QUALITY RISES TO THE TOP

A very amusing letter here from the Herald today (since the herald archive is not freely available there is no point linking).

It appears that the leadership of Glasgow Labour & thus the Council, with responsibility for 2.5 billion of spending is maintaining it's well known & unique
standard.
THE Diary passed comment (April 27) on the leaflet produced for John Robertson, the Labour candidate for Glasgow North-west, in which it is claimed that "Spending on Education has went up 52%". The leaflet refers also to a "national minimim wage" and "record spending on tenant's homes". The election agent responsible for the content of this leaflet is Steven Purcell, the prospective leader of the Labour Group on Glasgow City Council.
Labour may indeed have introduced several new taxes by stealth but, clearly, syntax is not one of them.
Michael Bruce, 50 Millbrix Avenue, Glasgow.

Congratulations Mr Bruce

Comments:
"...it's well known & unique..."

Oops.

Pot.

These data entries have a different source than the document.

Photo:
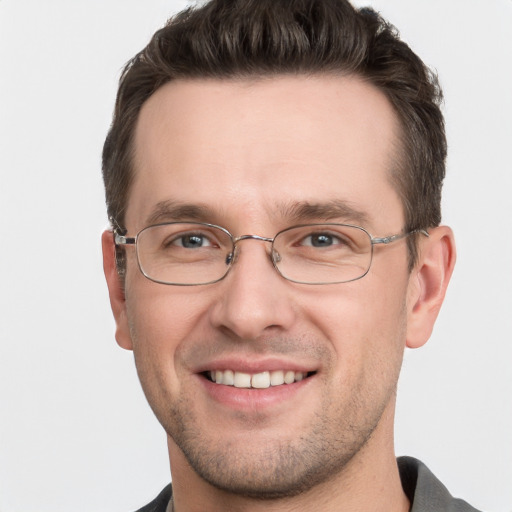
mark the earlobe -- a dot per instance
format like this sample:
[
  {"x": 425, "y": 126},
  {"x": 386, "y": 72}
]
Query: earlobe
[
  {"x": 115, "y": 291},
  {"x": 428, "y": 283}
]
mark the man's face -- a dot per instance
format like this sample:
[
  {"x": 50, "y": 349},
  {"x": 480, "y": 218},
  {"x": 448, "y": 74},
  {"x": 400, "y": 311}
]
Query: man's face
[{"x": 248, "y": 156}]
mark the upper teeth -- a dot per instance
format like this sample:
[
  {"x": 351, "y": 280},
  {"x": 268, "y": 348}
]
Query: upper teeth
[{"x": 257, "y": 380}]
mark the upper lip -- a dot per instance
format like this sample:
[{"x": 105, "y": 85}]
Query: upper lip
[{"x": 252, "y": 366}]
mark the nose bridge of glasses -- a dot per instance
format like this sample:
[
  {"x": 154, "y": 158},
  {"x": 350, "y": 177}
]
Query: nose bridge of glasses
[{"x": 231, "y": 258}]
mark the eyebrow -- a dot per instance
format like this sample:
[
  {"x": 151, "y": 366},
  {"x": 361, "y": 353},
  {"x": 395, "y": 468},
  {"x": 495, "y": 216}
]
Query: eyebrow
[
  {"x": 336, "y": 209},
  {"x": 171, "y": 210},
  {"x": 294, "y": 213}
]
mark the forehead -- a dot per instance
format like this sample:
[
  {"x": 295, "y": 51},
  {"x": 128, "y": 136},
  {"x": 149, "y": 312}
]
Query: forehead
[{"x": 264, "y": 145}]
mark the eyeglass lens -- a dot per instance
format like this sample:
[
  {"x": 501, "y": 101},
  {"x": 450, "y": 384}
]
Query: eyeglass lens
[{"x": 195, "y": 253}]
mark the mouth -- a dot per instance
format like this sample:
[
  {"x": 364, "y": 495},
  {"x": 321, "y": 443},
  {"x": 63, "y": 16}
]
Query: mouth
[{"x": 260, "y": 380}]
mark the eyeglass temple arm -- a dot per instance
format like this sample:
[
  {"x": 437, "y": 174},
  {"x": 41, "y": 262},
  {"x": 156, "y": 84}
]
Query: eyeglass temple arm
[
  {"x": 392, "y": 238},
  {"x": 123, "y": 240}
]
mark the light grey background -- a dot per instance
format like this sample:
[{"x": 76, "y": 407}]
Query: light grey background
[{"x": 75, "y": 431}]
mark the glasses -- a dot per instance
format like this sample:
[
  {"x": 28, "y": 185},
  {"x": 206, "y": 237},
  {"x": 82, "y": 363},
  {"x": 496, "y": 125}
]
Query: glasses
[{"x": 196, "y": 253}]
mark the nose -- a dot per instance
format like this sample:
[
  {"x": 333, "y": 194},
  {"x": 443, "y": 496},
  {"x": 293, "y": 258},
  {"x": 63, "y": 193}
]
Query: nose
[{"x": 253, "y": 298}]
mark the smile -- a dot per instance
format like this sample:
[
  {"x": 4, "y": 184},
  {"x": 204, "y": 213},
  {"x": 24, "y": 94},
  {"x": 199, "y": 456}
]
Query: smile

Kettle.
 
Hear hear!

*looks confident that he has used correct syntax....*
 
Looking at this again I am quite willing to say that calling Glasgow's governors "unique" was overstating it (Airdrie & Coatbridge for example seem to be as bad tho'on a smaller scale) but I'm sorry but I don't see the grammatical error hear. Please explain.
 
I am informed that the problem is the use of "it's" as possessive rather than "its":

Looking up my dictionary "it's" as possessive form was standard during the 19th C but not now (presumeably as shortening of "it is" became common). Unfortunately the OED isn't online for free but this from an advertisement for it "Oxford English Dictionary, ...
An excellent British English dictionary known for it's accurate and" means it is either legitimate, if archaic, or the OED sellers made a mistake too. I guess I am just a grammatical conservative.

Fairness to the next leader of Glasgow Council requires that I also point out that some of those promoting the Scots language insist that "spending has went up" is linguistic Scots. I think that is silly but then I think water is wet so what do I know?